One of the usecase is for instance, my application acquires port 33000 and when linux is about to allocate the same port for ephemeral, OS checks that it is not free and moves on to perhaps 33001. Problem is some of our application are scheduled to be running in EMEA / APAC / NA time zones. So next day I can expect a scenario where application hardcoded to listen at 33000 is sleeping. OS find 33000 as free and allocates it, later when my app wakes up and tries to open a socket it fails. This is exactly what I want to address.
This is a scenario for a bank where I have hybrid environment and applications from different vendors / internal and all running and playing with the system.
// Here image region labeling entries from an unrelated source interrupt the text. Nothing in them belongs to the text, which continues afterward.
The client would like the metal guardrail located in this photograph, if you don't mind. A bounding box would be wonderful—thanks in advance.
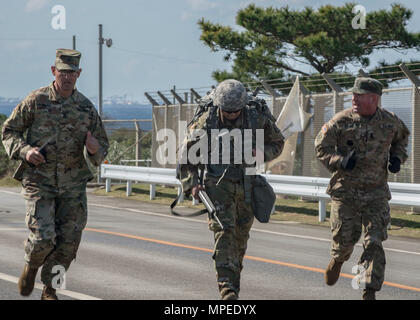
[101,164,420,222]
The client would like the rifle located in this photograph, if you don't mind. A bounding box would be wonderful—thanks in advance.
[170,169,224,230]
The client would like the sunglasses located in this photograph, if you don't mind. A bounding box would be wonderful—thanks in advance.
[222,109,242,114]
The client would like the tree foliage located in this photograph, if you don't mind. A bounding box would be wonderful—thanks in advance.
[198,3,420,91]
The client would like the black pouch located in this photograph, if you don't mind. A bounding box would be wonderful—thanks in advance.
[252,175,276,223]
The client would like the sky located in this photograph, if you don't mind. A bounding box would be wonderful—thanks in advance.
[0,0,420,103]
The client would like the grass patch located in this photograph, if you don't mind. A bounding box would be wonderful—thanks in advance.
[94,184,420,238]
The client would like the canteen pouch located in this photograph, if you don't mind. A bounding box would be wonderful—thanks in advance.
[252,175,276,223]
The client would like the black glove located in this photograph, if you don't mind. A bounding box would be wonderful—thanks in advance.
[388,157,401,173]
[341,150,356,171]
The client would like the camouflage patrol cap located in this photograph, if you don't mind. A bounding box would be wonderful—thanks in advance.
[55,49,82,71]
[213,79,248,112]
[351,77,383,96]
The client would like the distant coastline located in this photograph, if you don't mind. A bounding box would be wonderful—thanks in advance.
[0,98,152,131]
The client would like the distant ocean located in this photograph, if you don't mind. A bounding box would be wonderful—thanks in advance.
[0,100,152,131]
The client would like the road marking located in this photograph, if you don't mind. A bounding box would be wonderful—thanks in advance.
[85,228,420,292]
[0,190,420,256]
[0,272,102,300]
[89,203,420,256]
[0,190,21,195]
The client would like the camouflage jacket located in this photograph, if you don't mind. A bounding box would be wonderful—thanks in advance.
[315,108,410,201]
[2,83,109,187]
[178,99,284,194]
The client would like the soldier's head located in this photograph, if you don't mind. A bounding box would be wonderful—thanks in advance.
[351,77,382,116]
[51,49,82,97]
[213,79,248,120]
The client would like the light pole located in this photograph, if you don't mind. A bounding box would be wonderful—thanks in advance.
[98,24,112,183]
[98,24,112,117]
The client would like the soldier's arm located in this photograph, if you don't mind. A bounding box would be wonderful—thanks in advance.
[264,118,284,162]
[84,107,109,166]
[2,97,35,161]
[315,122,343,172]
[389,119,410,163]
[177,124,205,196]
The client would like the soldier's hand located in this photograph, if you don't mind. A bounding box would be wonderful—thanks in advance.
[388,157,401,173]
[191,184,204,200]
[25,147,46,166]
[85,131,99,155]
[341,150,356,171]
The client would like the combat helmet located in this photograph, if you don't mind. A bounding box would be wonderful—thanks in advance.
[213,79,248,112]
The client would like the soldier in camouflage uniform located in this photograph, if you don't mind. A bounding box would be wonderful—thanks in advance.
[179,80,284,300]
[315,77,410,300]
[2,49,109,300]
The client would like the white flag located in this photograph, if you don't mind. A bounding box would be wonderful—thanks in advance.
[276,77,312,139]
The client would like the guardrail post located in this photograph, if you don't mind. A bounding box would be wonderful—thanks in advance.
[126,180,132,197]
[178,187,184,203]
[150,184,156,200]
[318,199,327,222]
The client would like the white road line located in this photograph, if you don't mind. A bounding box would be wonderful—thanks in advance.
[0,272,102,300]
[0,190,420,256]
[89,203,420,256]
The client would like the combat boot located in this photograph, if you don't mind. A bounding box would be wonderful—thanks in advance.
[41,286,58,300]
[362,288,376,300]
[18,263,38,297]
[220,289,238,300]
[324,258,343,286]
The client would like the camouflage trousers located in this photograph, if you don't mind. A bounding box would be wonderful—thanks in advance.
[331,199,390,291]
[205,178,254,293]
[23,187,87,286]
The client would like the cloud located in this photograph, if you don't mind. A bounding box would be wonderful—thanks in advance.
[25,0,49,12]
[187,0,219,11]
[5,40,35,52]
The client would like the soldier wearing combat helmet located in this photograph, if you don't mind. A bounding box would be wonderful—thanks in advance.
[2,49,108,300]
[178,80,284,300]
[315,77,410,300]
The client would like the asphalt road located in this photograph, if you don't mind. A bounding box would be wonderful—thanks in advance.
[0,188,420,300]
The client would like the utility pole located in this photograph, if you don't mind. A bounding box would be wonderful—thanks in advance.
[98,24,112,183]
[73,35,76,50]
[98,24,112,117]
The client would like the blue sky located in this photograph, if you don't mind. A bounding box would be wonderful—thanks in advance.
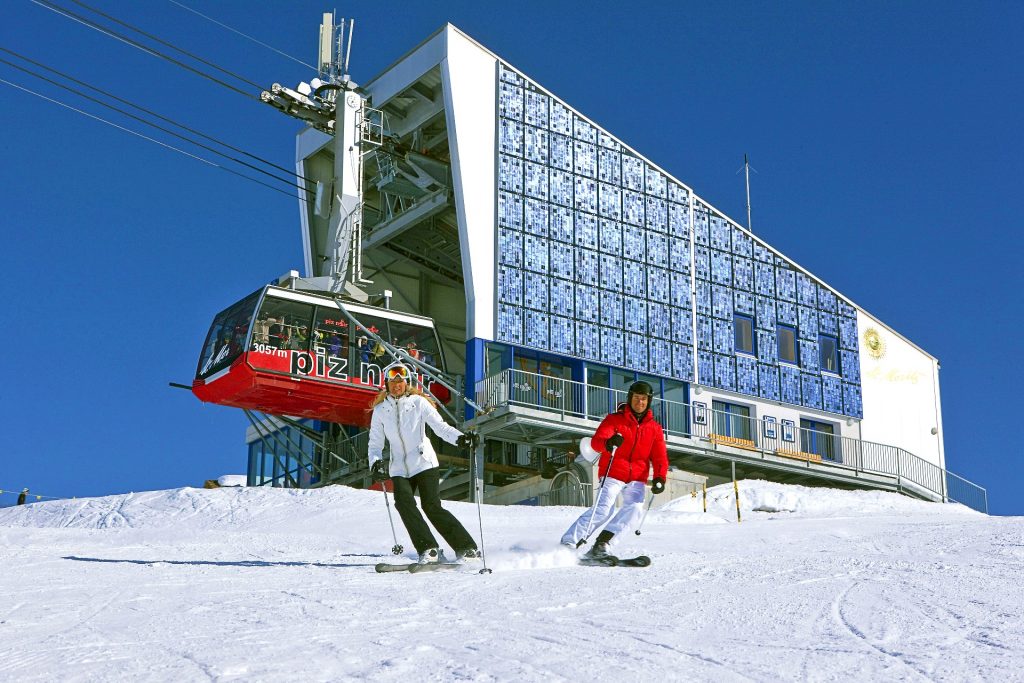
[0,0,1024,514]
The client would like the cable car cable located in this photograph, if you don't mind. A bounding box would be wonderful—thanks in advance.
[0,78,301,199]
[72,0,263,90]
[0,46,313,187]
[0,57,313,193]
[32,0,261,101]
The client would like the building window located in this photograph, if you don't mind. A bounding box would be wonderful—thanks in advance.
[712,400,754,441]
[818,335,840,375]
[800,419,839,461]
[732,313,754,355]
[776,325,800,365]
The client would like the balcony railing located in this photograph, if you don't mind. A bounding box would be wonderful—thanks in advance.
[476,370,988,513]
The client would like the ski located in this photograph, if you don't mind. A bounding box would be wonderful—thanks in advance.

I have managed to sort 70 % of them such that they allocate port in the range of 31000-32000.
I was hoping netstat or perhaps some other utlility to tell me like the below port 49945 acquired by java app 21203 is actually a port given to him by OS. He did not hardcode it
tcp 0 0 0.0.0.0:49945 0.0.0.0:* LISTEN 21023/java
as against this app, which hardcoced it
tcp 0 0 0.0.0.0:13111 0.0.0.0:* LISTEN 4612/prod1
netstat output happens to be same for both instances
Common sense would say that 49945 looks like an ephemeral one and most likely given by OS. Apparently sometimes you are stcuk up in environment where common sense is not that common.
So any further help is much appreciated.